Lors du Sommet du G7 à Kananaskis, en Alberta, le mois dernier, le premier ministre Mark Carney et le président américain Donald Trump ont convenu d'une échéance du 21 juillet pour en venir à un accord sur les relations commerciales entre les deux pays.
PHOTO MARK SCHIEFELBEIN, ARCHIVES ASSOCIATED PRESS
Le premier ministre canadien, Mark Carney, et le président américain, Donald Trump, au Sommet du G7 à Kananaskis
Mme Kaushik a souligné que les échéances précédentes dans le conflit commercial ont été repoussées et que peu de clarté s'est concrétisée depuis ce qu'elle a qualifié de « sommet » d'incertitude en avril.
Bien que les statistiques sur le commerce en mai marquent une amélioration par rapport à avril, Mme Kaushik a indiqué que les données mensuelles peuvent être volatiles.
Et bien que la BMO s'attende à une plus grande certitude sur le plan commercial au fil de l'année, elle a déclaré que les exportateurs canadiens continueront d'éprouver des difficultés.

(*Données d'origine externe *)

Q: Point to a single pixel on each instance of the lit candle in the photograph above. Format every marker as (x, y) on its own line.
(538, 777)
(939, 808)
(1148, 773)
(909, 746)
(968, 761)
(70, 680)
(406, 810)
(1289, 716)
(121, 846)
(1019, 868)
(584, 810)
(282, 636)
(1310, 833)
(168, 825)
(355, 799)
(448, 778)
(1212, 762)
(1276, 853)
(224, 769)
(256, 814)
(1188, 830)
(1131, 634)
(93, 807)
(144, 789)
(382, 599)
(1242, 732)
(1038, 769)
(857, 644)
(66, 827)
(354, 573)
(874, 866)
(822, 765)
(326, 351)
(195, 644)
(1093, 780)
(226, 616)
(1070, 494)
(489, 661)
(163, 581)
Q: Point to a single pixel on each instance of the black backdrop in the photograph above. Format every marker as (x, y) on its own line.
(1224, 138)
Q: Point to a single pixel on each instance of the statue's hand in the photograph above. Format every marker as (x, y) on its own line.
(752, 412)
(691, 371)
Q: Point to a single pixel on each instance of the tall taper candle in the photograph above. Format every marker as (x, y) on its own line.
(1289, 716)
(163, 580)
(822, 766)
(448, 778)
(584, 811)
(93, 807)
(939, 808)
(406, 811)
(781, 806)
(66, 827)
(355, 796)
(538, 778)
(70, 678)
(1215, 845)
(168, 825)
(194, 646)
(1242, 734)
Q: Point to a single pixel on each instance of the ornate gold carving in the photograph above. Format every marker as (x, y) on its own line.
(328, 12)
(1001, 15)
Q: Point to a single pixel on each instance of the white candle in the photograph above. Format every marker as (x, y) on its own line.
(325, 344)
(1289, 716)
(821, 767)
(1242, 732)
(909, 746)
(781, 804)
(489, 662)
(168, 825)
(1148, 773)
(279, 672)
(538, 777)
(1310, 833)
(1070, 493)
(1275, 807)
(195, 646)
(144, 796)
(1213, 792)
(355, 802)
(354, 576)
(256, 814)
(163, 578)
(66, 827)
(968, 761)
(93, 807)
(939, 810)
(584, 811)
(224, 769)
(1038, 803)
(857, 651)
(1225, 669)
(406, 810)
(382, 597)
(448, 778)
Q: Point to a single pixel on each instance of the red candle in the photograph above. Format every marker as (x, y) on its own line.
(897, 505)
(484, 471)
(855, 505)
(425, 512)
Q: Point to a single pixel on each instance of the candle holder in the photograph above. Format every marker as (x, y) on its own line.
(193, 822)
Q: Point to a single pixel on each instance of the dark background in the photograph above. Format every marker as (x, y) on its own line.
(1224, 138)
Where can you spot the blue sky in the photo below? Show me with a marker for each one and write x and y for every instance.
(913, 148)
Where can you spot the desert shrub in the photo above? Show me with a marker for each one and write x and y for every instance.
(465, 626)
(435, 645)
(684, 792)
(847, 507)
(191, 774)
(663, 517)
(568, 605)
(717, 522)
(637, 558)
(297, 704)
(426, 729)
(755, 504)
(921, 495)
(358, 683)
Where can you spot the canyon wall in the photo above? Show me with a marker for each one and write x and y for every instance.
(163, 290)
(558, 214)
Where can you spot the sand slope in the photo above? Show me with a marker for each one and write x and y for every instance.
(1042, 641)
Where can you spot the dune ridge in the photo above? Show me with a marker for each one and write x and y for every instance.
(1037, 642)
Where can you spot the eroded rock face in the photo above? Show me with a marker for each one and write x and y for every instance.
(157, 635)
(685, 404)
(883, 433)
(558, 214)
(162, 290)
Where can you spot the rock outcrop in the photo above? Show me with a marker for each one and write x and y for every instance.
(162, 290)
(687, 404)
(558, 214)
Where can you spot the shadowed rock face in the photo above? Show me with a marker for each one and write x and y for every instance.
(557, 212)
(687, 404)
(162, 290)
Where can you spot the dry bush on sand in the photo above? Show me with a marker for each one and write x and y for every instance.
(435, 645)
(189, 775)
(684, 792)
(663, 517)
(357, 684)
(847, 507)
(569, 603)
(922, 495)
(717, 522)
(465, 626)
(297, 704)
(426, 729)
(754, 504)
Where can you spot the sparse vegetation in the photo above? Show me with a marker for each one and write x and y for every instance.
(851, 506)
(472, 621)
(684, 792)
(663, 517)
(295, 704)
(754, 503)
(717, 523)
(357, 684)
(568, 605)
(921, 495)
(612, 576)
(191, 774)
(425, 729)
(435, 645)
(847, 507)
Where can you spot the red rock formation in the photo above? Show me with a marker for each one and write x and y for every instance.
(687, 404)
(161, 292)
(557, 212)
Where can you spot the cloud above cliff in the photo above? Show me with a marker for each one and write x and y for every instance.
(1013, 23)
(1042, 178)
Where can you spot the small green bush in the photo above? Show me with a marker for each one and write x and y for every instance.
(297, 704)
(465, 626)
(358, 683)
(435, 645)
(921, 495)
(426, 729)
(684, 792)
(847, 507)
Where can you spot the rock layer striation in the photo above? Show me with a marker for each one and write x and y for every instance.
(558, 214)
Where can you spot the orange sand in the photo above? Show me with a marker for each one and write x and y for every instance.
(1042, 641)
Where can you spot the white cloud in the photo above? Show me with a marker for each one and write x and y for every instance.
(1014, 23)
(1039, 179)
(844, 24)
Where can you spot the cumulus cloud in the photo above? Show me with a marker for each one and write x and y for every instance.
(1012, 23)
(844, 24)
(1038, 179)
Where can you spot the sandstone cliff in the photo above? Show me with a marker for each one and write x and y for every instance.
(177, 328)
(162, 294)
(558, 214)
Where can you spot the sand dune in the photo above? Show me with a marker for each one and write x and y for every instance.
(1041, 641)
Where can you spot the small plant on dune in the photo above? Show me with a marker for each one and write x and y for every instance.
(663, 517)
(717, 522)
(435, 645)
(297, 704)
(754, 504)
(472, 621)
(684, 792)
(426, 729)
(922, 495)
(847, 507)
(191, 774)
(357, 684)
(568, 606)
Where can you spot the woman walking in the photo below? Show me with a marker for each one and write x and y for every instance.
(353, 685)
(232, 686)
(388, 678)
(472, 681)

« Je pense que le tableau général montre clairement que le commerce restera très difficile dans ce contexte très incertain, a affirmé Mme Kaushik. Cela continuera de peser lourdement sur l'économie canadienne. »
Par ailleurs, les importations totales ont diminué de 1,6 % en mai pour s'établir à 66,7 milliards, les importations de produits en métal et de produits minéraux non métalliques ayant chuté de 16,8 %. Les importations d'or, d'argent et de métaux du groupe du platine sous forme brute ont chuté de 43,2 %.
En volume, les exportations totales ont augmenté de 0,7 % en mai, tandis que les importations totales ont diminué de 0,6 % pour le mois.